The culmination of the set, of course, is that battleground of conflicts which close the F-minor Ballade. Bolet delivered all the pianistic colors and emotional resonances therein, while apparently surveying the scene from afar. It made a stunning conclusion.

In the first half of this program, a certain opaqueness of thought marked the pianist’s approach to Grieg’s “Ballade in the Form of Variations on a Norwegian Melody,” and the first two of Brahms’ Four Ballades, Opus 10.

Thereafter, rapport between performer and listener grew, and thrived. Bolet’s probing, clarifying manner brought special rewards in the B-major piece which closes the set. Consequently, the distance from there to Liszt’s Ballade No. 2 in B minor, played with virtuosic disdain of its myriad difficulties, seemed short indeed.

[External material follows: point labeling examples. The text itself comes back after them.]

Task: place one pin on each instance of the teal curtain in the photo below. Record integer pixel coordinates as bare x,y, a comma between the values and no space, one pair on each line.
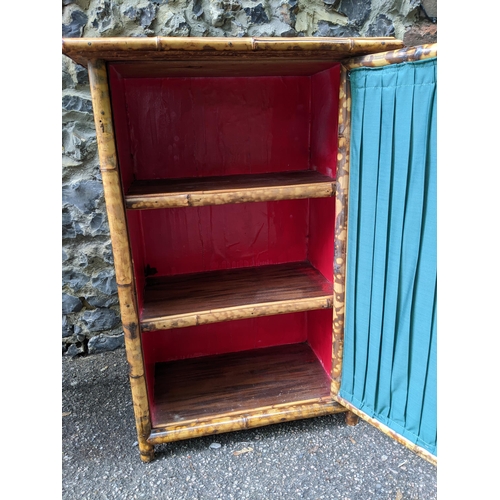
389,364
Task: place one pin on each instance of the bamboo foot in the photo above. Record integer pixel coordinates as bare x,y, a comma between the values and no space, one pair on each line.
147,453
351,418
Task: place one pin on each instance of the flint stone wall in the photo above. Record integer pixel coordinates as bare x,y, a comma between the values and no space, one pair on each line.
90,311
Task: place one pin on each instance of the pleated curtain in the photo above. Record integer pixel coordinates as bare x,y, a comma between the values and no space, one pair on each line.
389,363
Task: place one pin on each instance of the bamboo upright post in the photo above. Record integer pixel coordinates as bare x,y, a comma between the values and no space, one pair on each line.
121,250
341,200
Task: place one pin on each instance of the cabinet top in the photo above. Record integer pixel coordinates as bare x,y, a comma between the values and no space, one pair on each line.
83,50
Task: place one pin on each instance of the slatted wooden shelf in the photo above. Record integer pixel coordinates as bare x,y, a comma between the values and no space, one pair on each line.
209,386
210,297
196,192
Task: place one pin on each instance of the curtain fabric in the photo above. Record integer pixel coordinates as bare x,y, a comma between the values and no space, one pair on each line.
389,363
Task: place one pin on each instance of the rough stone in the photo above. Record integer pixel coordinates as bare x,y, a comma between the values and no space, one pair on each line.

Only two circumstances marred the occasion. First, the utterly wrongheaded and cliche-ridden program notes, which seemed to have been written by one with no personal experience of the music. Second, a gang of coughers and hackers, stationed in different parts of the hall, who worked very hard at preventing others from hearing the performance.

At the end, three encores were forthcoming: Chopin’s Etudes, Opus 25, Nos. 1 and 2, and an an excerpt from Bizet’s “L’arlesienne.”